Bakija-Konsuo mengatakan bahwa setelah undang-undang isolasi Ragusa tahun 1377, karantina pertama kali diterapkan di Cavtat, sebuah kota kecil yang terletak di tenggara Dubrovnik, dan di pulau-pulau terdekat (Supetar, Mrkan, dan Bobara).
“Awalnya, akomodasi karantina buruk, berimprovisasi, di gubuk, tenda, dan kadang-kadang di udara terbuka. Keuntungan dari pondok adalah bahwa mereka dapat dengan mudah dibakar sebagai tindakan desinfeksi,” katanya.
Pada 1397, sebuah keputusan dibuat untuk mendirikan karantina di Biara Benedictine di Pulau Mljet.
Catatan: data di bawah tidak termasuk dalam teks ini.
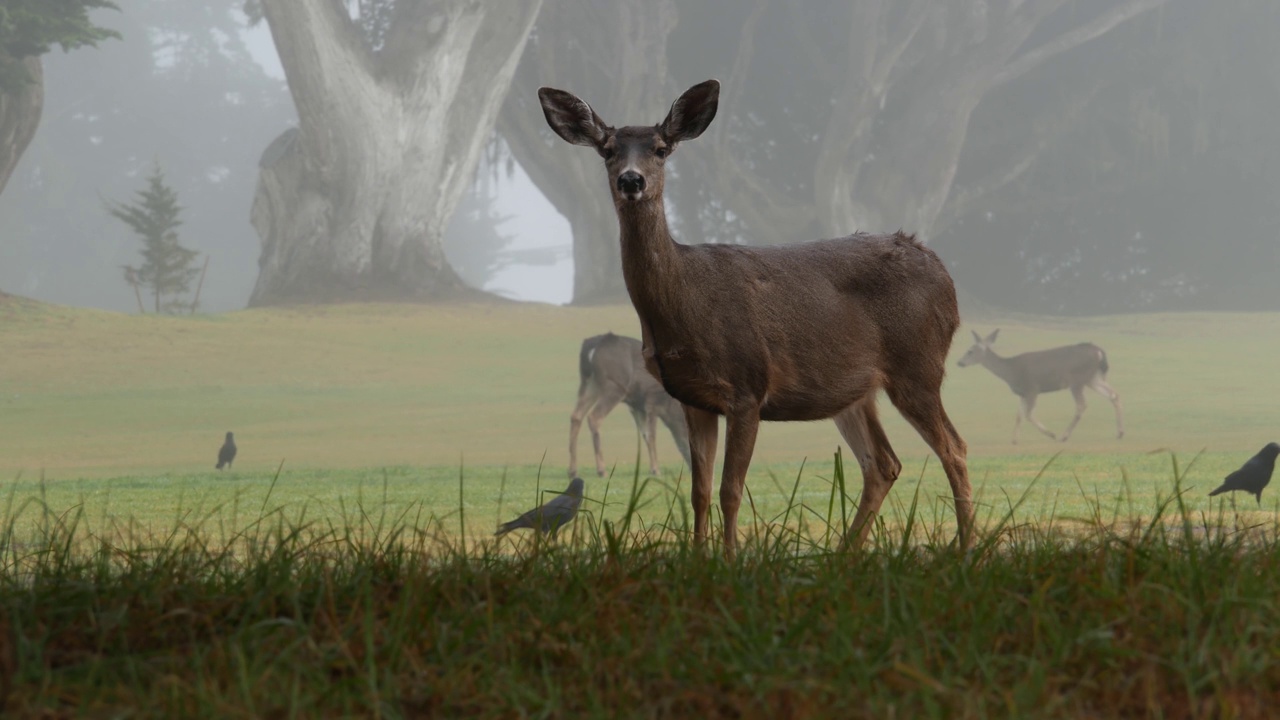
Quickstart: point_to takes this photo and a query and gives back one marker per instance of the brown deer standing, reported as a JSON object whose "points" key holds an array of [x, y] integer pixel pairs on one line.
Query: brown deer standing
{"points": [[611, 369], [799, 332], [1074, 367]]}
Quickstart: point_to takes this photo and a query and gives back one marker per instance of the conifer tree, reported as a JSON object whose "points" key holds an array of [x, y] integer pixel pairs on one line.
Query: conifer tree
{"points": [[167, 265]]}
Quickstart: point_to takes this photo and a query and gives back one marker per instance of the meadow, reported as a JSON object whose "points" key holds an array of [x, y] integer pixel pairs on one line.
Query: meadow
{"points": [[123, 414], [343, 566]]}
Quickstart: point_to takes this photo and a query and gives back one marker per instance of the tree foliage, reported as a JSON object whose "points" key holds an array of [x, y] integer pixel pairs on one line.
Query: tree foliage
{"points": [[32, 27], [167, 265]]}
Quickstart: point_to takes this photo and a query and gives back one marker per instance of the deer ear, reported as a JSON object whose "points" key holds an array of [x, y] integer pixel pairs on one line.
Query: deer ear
{"points": [[691, 113], [572, 118]]}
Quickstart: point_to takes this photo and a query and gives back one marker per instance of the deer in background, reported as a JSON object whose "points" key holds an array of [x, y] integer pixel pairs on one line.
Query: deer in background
{"points": [[1074, 367], [611, 370], [795, 332]]}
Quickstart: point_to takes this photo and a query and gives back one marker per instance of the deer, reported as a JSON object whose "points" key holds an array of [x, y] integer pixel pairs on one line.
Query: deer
{"points": [[1075, 367], [611, 370], [781, 333]]}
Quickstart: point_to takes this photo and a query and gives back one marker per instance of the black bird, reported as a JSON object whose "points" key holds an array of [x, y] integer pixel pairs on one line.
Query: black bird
{"points": [[1255, 474], [227, 454], [552, 516]]}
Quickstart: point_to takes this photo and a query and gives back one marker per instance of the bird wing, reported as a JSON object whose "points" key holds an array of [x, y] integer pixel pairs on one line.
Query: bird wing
{"points": [[557, 511]]}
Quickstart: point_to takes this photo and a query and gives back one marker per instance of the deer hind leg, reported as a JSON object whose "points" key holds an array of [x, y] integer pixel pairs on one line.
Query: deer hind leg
{"points": [[740, 432], [1078, 395], [647, 425], [922, 406], [609, 397], [703, 434], [860, 428], [1028, 405], [588, 396], [1102, 388]]}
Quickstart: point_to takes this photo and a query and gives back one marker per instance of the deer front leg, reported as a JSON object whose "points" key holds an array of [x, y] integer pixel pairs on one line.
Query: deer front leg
{"points": [[585, 400], [1028, 405], [860, 428], [1078, 395], [740, 432], [703, 434]]}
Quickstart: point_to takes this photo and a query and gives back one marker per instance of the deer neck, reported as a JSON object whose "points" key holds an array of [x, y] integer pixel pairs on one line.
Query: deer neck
{"points": [[650, 260], [1000, 367]]}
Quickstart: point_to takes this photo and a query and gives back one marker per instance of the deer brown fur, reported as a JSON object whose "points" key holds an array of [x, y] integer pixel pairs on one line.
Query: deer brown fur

Lazaretto di Dance dibangun pada 1430, dan kemudian, lazaretto yang lebih besar dan lebih modern dibangun di Pulau Lokrum.
Pada tanggal 12 Februari 1590, Senat Dubrovnik memutuskan bahwa lazaretto terakhir akan dibangun di Ploe, pintu masuk timur Kota Tua. Pembangunan kompleks lazaretto selesai sekitar 1647. Dan pada 1724, Senat menyatakannya sebagai bagian integral dari benteng kota.
“Lazaretto mempertahankan fungsi aslinya lama setelah jatuhnya Republik Dubrovnik, tetapi kita tidak tahu tahun kapan itu dihapuskan sebagai institusi kesehatan menurut catatan arsip dari Arsip Nasional di Dubrovnik, sekitar tahun 1872,” kata Bakija-Konsuo.
Hotel Belvedere dibuka pada tahun 1985, hotel ini memiliki lebih dari 200 kamar, helipad, dan dermaga kapal pribadi. Foto: Mimble/Atlas Obscura
Di dalam fasilitas tersebut, terdapat 10 gedung bertingkat dengan lapangan luas. Gedung-gedung itu memiliki ventilasi yang baik, dengan jendela berjeruji. Teras-teras disediakan untuk mereka bersantai saat dikarantina.
The Lazarettos of Dubrovnik, saat ini menjadi daya tarik wisata yang menyelenggarakan acara budaya seperti konser dan tarian tradisional Lindo (Lindjo), adalah pengingat kejelian kota dalam memerangi penyakit menular berabad-abad yang lalu.